I went to the market.
De son balcon au rez-de-chaussée, Paulette appelle Mirka son petit chien sorti faire un tour dehors du HLM. Pas envie de revenir si tôt. Y fait beau, c’est les vacances et tous les jeunes du quartier sont dehors de leur HLM aussi à profiter de l’instant.
Paulette est retraitée. Elle a bossé toute sa vie, élevé 10 gosses, pendant la guerre, après la guerre et continue aujourd’hui de plier des cartons publicitaires en écoutant sa TSF comme elle dit, histoire de s’occuper, de gagner plus, d’offrir plus, de gâter plus tout le monde autour d’elle.

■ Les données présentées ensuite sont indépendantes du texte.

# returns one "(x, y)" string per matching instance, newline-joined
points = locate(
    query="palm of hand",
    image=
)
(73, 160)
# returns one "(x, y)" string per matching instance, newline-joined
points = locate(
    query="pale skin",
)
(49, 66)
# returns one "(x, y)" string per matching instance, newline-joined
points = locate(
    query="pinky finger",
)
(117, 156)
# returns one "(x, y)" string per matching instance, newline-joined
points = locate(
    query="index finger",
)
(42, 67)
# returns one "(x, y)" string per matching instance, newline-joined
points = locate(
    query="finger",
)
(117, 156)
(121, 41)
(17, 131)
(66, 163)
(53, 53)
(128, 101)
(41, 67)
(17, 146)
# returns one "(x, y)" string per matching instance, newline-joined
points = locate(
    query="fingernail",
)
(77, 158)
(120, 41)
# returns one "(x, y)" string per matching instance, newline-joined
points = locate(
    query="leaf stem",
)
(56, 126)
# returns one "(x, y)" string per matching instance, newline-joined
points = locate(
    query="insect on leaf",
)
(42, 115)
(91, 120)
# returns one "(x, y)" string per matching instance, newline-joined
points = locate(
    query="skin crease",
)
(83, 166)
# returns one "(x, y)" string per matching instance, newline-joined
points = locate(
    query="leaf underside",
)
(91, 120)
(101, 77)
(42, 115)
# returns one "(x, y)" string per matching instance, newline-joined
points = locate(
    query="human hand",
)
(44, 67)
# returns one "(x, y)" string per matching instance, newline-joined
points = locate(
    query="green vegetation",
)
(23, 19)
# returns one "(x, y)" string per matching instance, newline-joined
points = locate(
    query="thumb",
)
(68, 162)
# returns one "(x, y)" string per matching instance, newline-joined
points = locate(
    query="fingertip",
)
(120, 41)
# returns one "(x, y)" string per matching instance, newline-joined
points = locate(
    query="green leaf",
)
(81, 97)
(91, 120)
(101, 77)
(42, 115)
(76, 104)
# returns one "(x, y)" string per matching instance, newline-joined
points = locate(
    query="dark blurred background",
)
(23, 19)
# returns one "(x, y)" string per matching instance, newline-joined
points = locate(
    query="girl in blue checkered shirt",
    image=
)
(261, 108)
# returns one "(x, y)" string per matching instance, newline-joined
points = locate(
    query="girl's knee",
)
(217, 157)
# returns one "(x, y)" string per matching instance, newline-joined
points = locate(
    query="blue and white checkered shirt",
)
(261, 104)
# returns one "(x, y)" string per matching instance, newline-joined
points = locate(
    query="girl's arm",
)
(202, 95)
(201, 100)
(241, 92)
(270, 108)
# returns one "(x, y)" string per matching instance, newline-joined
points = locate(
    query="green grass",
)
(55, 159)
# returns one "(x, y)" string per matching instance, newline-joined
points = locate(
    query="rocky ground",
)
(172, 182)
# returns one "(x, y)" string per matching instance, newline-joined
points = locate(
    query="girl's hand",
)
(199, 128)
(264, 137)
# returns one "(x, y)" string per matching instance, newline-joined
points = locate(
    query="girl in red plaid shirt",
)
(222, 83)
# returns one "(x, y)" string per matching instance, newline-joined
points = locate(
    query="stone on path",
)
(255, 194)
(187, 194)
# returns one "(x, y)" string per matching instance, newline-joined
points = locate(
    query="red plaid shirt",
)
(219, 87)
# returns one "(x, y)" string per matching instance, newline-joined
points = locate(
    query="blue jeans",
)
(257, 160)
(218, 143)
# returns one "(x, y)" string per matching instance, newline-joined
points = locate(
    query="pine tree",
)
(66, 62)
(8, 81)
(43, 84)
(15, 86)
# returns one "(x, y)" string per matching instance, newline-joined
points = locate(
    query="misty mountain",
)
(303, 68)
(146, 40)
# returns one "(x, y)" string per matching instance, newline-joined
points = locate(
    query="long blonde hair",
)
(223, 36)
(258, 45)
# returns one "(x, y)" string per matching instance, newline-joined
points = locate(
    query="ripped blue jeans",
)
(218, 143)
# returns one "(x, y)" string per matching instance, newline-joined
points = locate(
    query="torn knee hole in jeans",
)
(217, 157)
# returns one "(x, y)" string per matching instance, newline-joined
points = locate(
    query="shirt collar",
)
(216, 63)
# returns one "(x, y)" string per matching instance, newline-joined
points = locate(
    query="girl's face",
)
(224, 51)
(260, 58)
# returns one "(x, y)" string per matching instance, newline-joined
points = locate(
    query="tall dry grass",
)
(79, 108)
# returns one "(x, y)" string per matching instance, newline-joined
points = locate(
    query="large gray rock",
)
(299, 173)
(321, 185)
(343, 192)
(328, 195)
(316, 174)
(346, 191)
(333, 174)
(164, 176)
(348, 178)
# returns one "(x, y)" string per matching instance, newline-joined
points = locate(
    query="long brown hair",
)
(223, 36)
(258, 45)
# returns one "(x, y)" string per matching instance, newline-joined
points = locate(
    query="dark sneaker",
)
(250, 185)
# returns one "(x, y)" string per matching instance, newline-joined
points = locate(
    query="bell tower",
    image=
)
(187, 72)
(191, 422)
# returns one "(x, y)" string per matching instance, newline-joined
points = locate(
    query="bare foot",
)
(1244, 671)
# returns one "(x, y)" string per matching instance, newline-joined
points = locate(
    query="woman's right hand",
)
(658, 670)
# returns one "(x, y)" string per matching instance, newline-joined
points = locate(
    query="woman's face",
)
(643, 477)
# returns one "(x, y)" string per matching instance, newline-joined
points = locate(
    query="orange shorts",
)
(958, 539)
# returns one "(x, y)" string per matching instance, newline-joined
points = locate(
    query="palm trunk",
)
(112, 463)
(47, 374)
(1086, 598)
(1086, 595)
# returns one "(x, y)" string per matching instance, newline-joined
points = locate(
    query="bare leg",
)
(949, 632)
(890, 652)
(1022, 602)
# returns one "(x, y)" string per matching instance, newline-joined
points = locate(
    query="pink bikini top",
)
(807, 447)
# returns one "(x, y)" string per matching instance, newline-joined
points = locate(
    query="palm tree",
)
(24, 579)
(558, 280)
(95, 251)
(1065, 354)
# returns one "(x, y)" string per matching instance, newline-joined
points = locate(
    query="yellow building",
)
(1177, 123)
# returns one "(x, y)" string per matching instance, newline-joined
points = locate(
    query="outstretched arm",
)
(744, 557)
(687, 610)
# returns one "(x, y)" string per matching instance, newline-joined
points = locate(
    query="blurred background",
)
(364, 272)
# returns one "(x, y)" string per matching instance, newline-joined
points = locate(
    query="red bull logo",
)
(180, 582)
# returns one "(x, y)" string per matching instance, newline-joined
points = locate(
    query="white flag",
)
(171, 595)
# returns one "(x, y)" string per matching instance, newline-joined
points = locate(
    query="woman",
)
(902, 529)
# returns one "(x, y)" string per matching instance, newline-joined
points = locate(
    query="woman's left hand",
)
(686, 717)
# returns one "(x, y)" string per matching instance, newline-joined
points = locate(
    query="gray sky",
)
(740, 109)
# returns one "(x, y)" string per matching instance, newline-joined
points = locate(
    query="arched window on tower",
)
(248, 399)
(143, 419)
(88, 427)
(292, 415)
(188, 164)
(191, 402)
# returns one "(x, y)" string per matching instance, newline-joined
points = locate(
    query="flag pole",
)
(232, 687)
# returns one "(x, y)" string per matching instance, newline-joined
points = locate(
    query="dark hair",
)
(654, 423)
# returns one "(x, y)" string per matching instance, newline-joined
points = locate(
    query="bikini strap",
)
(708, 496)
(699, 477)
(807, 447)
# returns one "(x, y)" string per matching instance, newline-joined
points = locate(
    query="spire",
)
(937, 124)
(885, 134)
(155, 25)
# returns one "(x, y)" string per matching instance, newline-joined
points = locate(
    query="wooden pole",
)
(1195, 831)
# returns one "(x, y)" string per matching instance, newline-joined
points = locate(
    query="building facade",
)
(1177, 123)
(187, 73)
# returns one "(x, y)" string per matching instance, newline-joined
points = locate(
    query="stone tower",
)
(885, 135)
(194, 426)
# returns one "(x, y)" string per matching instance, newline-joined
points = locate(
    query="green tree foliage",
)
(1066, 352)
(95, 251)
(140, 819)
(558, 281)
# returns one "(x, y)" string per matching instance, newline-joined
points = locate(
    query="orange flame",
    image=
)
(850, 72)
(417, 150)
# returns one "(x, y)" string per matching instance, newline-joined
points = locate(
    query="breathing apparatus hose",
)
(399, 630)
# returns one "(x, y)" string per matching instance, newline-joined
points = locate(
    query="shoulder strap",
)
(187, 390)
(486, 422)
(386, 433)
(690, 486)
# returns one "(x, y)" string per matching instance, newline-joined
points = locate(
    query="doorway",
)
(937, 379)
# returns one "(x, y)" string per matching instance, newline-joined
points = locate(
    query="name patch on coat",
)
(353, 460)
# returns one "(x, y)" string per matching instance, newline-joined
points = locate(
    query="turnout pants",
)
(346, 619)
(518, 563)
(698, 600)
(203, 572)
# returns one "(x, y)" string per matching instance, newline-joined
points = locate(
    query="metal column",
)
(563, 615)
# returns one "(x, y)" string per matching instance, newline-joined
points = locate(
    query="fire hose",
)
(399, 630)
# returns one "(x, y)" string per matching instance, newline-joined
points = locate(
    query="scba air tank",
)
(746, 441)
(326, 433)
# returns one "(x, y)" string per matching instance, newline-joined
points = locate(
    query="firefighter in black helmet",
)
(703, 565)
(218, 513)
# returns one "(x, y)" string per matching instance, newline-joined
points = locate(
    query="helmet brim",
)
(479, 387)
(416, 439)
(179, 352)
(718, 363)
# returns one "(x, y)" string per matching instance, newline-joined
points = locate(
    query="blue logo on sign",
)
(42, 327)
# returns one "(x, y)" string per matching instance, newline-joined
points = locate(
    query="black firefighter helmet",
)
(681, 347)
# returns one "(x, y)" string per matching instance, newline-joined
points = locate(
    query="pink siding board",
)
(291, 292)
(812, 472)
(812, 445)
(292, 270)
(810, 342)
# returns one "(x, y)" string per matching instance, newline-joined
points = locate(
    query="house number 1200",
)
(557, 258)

« Pffi ! Elle ne répond pas cette bique. Encore à traîner avec les mômes. Va falloir encore que je la fasse démurger des buissons… » Excusez le langage, plutôt non respectez-le, il est émaillé, enjolivé de quelques mots issus d’une langue encore ici ou là vivante, l’argomuche Parisien.
Mirka n’a pas sa pareille. Contrairement à ce que l’on croit c’est elle le plus souvent qui promène sa maîtresse.
Une bonne excuse, une bonne raison, une bonne idée, pour aller faire un petit tour, une petite pause sur le banc d’à côté du bâtiment.
Paulette reste assise là, à regarder, écouter la vérité du monde sortir de la bouche des enfants.
Un inconnu s’assied à côté d’elle. La salue, respire fort, écarte de grands bras vers le ciel en chantant presque : « Quelle belle matinée s’annonce là… ».
« Gilles. Je me nomme Gilles. Nous ne nous connaissons pas, je suis hébergé pour quelques nuits chez un copain. Vous habitez dans l’immeuble ? ».
Gilles a besoin de causer. C’est marrant comme sa tête me revient.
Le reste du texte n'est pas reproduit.